Well, at last I have updated all my databases. Almost all!
This chart shows the CPI inflation rate for the Big 8 economies (US, UK, Europe, China, Japan, India, Brazil, Russia) weighted by GDP, alongside the percentage of 43 world economies where the CPI inflation rate is above 6%. The moral of the story is that inflation is falling in the Big 8, and also in the world as a whole.
Inflation is falling because the impact of Russia's invasion of Ukraine is fading (in the sense that it's not making inflation worse, so year-on-year rates are falling); because commodity prices are declining; because growth is slowing; and because China's inflation rate has gone negative (one sign of just how weak China's economy really is). It'll prolly take another year, perhaps longer, for Big 8 inflation to get back to 2%.
I think it quite likely that the longer-term underlying inflation rate has risen, because the key reason it got so low is offshoring and just-in-time manufacturing. Goods were efficiently assembled from parts in different countries. The progress of offshoring has stopped and reversed. The war has shown that relying on other countries for key parts of your own country's manufacturing could be problematic, even disastrous. Even in the absence of war, the lockdowns in China showed just how dependent manufacturing in developed countries was on the free flow of parts. Tesla, which produces all its own chips, was unaffected by supply-chain breakdowns. There is a lesson there for other CEOs.
We will never get back to the two decades of low inflation we have come to regard as the norm. Whereas central banks struggled to raise inflation over these two decades, it is likely that they will now struggle to keep inflation at 2%. Central to this is the realisation by the West that relying on China could be as strategically perilous as our naïve belief that Russia could be trusted and that we could rely on her for all our gas and oil. I remember when Stephen Roach in 1989 (or thereabouts), when he was at Morgan Stanley, pointed out that the fall of the Iron Curtain, and the opening of Eastern Europe and China to world trade would drive the long-term rate of inflation down, and it did. What we are seeing now is the partial reversal of this trend. We no longer trust that politics will not impede trade. Globalisation is no longer fashionable.
Moreover, global warming has pushed up food inflation. Who would have thought that alternating droughts and floods would push up food prices? Amazing. Well, greenhouse gas emissions continue to rise.

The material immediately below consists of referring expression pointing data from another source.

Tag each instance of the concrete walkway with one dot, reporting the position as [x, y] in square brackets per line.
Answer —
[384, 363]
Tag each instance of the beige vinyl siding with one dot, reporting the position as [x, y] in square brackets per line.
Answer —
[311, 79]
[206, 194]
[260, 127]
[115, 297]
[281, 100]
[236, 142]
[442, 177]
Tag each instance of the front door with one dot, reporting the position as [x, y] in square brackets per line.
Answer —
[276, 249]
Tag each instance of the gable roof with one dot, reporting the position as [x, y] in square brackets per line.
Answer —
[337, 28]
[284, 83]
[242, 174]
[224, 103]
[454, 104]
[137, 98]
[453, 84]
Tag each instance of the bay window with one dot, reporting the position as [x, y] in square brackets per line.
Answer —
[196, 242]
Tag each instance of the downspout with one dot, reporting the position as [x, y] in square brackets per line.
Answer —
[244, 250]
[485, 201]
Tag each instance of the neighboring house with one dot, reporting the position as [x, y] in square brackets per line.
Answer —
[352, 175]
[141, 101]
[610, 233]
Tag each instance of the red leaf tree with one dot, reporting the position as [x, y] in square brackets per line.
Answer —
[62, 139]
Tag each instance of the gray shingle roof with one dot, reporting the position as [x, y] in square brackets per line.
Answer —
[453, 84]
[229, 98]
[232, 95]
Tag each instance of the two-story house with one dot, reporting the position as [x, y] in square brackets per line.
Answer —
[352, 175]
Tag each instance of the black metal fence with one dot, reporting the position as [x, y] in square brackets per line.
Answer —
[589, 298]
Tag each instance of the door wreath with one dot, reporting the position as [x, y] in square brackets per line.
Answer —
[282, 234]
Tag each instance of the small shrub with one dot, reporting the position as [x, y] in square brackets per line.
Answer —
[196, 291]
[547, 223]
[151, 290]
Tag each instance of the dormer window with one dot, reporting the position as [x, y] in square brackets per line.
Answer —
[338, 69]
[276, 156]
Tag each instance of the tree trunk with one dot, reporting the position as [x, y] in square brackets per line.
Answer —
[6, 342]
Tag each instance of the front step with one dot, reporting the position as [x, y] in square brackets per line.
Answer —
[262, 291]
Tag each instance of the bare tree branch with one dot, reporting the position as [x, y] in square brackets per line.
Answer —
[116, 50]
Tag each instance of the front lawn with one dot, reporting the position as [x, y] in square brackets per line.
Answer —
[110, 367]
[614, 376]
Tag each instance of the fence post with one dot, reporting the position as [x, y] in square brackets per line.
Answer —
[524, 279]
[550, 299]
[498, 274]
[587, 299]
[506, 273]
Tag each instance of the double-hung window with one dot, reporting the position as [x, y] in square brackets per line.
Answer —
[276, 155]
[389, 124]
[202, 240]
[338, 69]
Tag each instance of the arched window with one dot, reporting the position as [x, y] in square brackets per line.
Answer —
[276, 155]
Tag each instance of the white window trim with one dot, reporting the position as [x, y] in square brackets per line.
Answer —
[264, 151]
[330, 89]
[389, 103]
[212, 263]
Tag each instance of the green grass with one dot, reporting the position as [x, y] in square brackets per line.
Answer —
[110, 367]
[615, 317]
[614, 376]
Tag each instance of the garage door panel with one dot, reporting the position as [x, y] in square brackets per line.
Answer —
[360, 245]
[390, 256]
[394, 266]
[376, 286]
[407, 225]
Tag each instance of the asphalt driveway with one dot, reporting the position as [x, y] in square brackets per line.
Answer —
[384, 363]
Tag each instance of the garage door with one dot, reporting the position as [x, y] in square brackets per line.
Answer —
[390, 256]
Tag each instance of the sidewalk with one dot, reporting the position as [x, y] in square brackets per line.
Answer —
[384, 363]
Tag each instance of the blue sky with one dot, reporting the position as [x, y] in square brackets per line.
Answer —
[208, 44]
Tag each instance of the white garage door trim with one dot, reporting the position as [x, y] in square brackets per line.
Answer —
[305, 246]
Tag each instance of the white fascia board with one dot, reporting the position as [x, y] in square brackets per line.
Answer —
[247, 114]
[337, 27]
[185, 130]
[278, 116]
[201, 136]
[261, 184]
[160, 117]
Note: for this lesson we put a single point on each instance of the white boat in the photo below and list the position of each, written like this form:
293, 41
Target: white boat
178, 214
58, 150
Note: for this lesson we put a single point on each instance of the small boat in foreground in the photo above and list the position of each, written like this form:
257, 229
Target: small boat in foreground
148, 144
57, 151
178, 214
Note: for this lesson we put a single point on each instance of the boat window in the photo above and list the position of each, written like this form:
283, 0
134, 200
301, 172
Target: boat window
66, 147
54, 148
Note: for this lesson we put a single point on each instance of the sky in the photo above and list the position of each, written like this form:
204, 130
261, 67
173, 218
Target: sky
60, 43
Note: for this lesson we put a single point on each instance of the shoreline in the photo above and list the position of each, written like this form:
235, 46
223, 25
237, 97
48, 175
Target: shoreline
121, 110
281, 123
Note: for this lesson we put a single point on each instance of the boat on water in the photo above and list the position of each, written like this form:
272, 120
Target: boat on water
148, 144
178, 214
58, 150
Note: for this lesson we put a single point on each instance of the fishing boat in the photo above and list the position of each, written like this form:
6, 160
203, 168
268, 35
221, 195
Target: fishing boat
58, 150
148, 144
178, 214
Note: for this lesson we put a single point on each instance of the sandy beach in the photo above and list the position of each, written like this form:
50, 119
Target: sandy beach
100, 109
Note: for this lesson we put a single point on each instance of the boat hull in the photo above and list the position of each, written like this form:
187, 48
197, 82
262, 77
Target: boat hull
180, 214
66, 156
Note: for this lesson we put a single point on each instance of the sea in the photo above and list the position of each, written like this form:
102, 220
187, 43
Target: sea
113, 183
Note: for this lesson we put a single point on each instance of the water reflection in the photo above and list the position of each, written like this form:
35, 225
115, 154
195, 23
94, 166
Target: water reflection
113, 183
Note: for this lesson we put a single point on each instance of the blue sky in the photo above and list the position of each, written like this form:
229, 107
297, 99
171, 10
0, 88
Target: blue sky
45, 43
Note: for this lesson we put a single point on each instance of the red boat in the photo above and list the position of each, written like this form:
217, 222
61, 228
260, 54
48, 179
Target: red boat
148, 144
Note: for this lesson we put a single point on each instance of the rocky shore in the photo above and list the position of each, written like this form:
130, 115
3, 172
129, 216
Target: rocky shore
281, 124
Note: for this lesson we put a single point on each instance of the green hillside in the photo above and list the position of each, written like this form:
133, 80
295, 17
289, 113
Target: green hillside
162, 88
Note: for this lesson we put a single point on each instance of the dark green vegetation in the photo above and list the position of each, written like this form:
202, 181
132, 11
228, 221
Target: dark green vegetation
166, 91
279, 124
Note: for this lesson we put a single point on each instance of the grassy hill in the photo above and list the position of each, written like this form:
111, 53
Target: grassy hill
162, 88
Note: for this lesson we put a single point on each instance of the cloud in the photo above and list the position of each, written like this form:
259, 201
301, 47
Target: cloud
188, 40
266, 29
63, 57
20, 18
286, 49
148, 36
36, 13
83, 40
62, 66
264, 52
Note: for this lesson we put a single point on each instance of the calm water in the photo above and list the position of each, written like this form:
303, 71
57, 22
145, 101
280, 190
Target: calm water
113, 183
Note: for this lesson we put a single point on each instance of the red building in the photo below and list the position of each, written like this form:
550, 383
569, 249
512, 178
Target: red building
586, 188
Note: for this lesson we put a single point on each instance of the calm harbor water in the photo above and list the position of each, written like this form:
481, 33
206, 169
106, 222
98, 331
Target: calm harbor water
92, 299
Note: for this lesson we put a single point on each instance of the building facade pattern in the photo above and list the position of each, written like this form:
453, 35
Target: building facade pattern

It will only get worse.
In other words, the fall in world inflation may be slower than in the cycles of the last 30 years, even if we have a deep recession, and underlying inflation will remain stubbornly high. This has important implications for bond yields and PE ratios. The major bull markets in asset prices were driven by a secular downtrend in inflation. If that trend is over, valuation rates for all asset classes will rise, and that will keep their prices from rising.